Brooklyn. Off the avenue. Pale matte military olive, no markings. Custom fabricated buzzer, no digits. Futura Laboratories.
Writer: Alexander Dawson
Photos: Michael Spears
Door opens. Cream pattern on black fisherman emerges. Black print on cream Bathing Ape T-shirt follows. Under the fisherman’s low brim, slightly bowed rectangles frame the eyes of Futura 2000.
He got down with graffiti in ’69, ran with the legends in the ’70s, did canvas work that was shown in “prestigious” art galleries in the ’80s, and smoothly transitioned onto the computer in the ’90s.
Graffiti. Gallery art. Graphic design. Independent creative entities. T-shirts. Web design. Toys. Packaging. Clothing lines. Limited-edition customizations.
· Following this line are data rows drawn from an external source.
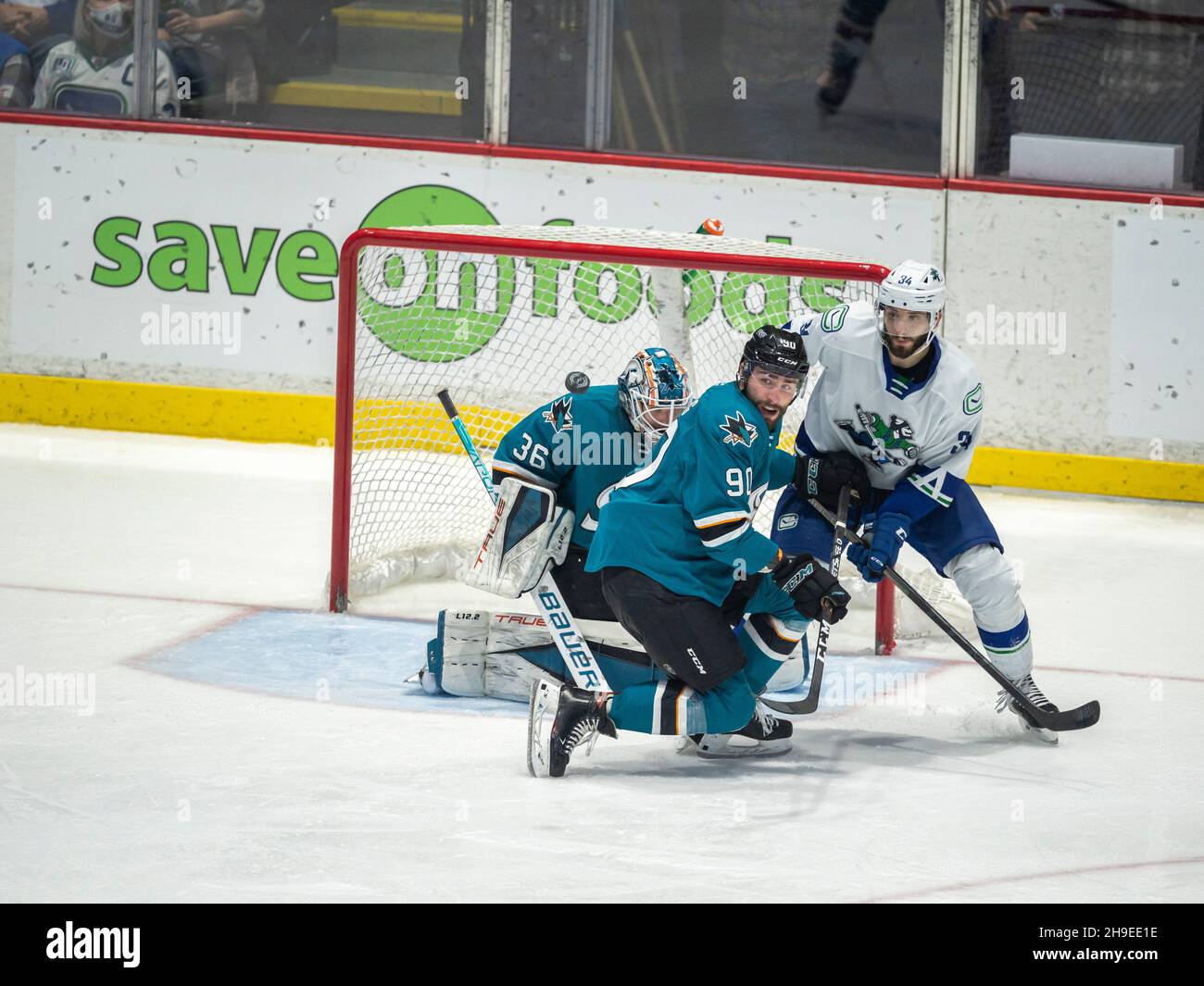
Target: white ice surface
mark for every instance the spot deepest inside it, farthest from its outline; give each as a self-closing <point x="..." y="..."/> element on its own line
<point x="115" y="548"/>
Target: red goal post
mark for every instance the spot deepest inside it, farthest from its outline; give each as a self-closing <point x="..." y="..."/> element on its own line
<point x="500" y="315"/>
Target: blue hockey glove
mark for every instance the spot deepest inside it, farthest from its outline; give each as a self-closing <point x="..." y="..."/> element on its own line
<point x="885" y="541"/>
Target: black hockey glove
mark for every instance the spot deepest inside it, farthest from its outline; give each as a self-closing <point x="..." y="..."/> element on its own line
<point x="811" y="586"/>
<point x="822" y="476"/>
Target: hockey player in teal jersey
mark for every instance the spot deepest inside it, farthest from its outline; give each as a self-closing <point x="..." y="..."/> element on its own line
<point x="554" y="471"/>
<point x="681" y="565"/>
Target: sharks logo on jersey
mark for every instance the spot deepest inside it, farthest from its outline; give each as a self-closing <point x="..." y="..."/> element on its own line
<point x="883" y="438"/>
<point x="560" y="414"/>
<point x="737" y="430"/>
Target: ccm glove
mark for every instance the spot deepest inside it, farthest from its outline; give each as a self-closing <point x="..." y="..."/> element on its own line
<point x="811" y="588"/>
<point x="822" y="476"/>
<point x="885" y="540"/>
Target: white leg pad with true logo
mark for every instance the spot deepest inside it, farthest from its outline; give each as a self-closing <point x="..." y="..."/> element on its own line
<point x="528" y="533"/>
<point x="480" y="652"/>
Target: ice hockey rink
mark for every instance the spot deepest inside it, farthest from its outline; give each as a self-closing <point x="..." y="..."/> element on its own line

Wherever the scene lands, this man already has fresh pieces running.
And he keeps it all in perspective with a loving family.
FUTURA speaks with deep respect and love about his family, friends, and life, humbly attributing thirty years of multimedia artistic innovation to being in the right place at the right time.
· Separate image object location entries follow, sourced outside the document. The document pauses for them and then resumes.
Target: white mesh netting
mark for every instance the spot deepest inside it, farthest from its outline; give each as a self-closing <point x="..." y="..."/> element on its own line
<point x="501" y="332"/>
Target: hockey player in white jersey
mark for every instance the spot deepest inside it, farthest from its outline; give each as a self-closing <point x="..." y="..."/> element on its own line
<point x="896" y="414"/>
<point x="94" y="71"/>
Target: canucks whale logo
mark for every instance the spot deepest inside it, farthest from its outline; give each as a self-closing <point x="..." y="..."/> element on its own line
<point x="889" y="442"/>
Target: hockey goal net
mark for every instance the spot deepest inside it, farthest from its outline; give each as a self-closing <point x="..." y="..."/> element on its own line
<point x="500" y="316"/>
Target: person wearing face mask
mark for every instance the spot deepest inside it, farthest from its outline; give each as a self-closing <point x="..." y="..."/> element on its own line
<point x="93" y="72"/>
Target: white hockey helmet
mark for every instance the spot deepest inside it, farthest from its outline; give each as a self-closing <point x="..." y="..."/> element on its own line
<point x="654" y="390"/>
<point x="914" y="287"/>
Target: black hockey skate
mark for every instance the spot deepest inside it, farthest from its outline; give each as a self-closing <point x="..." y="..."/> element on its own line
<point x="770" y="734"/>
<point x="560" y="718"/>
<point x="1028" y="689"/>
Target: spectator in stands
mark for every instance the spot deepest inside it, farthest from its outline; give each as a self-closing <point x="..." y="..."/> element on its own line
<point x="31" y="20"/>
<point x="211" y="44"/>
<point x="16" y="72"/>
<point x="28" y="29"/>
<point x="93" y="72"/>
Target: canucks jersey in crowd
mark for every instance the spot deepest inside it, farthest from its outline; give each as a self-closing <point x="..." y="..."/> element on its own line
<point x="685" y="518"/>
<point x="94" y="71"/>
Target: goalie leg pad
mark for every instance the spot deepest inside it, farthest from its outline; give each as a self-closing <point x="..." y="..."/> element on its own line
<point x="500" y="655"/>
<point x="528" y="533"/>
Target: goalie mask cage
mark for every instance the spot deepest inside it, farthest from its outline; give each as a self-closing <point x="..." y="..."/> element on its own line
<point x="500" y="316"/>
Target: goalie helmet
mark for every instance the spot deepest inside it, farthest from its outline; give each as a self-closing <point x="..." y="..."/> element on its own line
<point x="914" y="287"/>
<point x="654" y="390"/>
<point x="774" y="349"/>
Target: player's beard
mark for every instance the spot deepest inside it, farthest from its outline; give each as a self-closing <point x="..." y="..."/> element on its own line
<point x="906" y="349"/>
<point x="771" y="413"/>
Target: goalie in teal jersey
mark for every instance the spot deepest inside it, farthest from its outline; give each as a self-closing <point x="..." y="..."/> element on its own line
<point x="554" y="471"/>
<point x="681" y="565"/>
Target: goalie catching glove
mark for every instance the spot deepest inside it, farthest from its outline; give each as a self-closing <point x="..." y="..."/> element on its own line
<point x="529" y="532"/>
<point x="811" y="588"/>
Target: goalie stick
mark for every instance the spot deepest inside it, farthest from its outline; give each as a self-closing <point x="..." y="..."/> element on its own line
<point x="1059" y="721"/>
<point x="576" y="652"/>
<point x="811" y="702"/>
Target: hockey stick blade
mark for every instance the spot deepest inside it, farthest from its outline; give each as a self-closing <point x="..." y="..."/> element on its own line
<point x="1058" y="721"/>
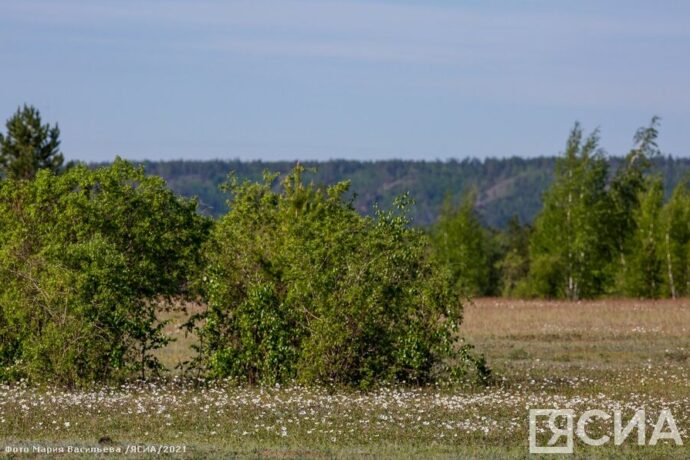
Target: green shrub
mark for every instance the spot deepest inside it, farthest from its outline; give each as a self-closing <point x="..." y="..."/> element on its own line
<point x="87" y="260"/>
<point x="298" y="285"/>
AD: Why did you start writing graffiti?
F: Probably just following what I perceived was going on.
I don’t think I had a lot of my own direction in the beginning. I’d like to think I changed that in my character, but in the beginning I was pretty much a follower. I was just trying to be part of [graffiti] and define myself through my work with some originality. But I didn’t have any idea of being an artist. I was a member reacting to what a movement was doing.
AD: Was there a first piece you saw around the city that grabbed you?
F: When I was a teenager going to school in New York, on the subway, I’d see writing all the time. Graffiti was on the trains and in the subway stations. It drew me to it as some form of expression. [I] learned to be noticeable but [also] part of this group thing. I liked being on a team.
AD: Who were the first people you got down with?
F: My partner, ALI. A gentleman by the name of Marc Edmonds, who passed away a few years ago. We started a group called the Soul Artists. We had some alliances with people in the Bronx. Our friend CLIFF and MOSES… this is really early ’70s crew and people. We were influenced by people like STAY HIGH, PHASE 2, RIFF 170, NICI 171, FLYNT, NICO, and UGA. All the popular writers of that time were very influential. They were kids from the street and yet they were famous.
AD: What was the vibe working with these people?
F: My introductory years, before I went in the military, were very different. I was young and experimental. Rules were being made on the fly. When I re-emerged after 1978, I met all of the great writers from that generation. From LEE to SEEN to DONDI, ZEPHYR. Meeting all those guys turned me on to that whole community. In the beginning, I was in awe of the whole experience of being a graffiti writer. I didn’t have a lot of spray paint technique at the time. Even after I came back, I was still the generation of tag artists who just tagged up. With spray paint I wasn’t a good tagger.
I was a marker specialist at my best. I was really into that part of writing. Writing on the inside of trains. Writing on panels in the stations, whatever. I never saw myself as very good at spray painting. I was just laying back watching a lot. I was pretty low-key at that period and didn’t know about the big thing or didn’t know enough or wasn’t smart enough at that time to figure everything out. I was more in awe of who these guys were. They were way more up than I was. These guys had a portfolio of work that was amazing.
The period in the ’70s, the late ’70s, two different things were coming to the movement. I found myself thinking, I’m not on the level of these other artists. I still thought I was just a writer.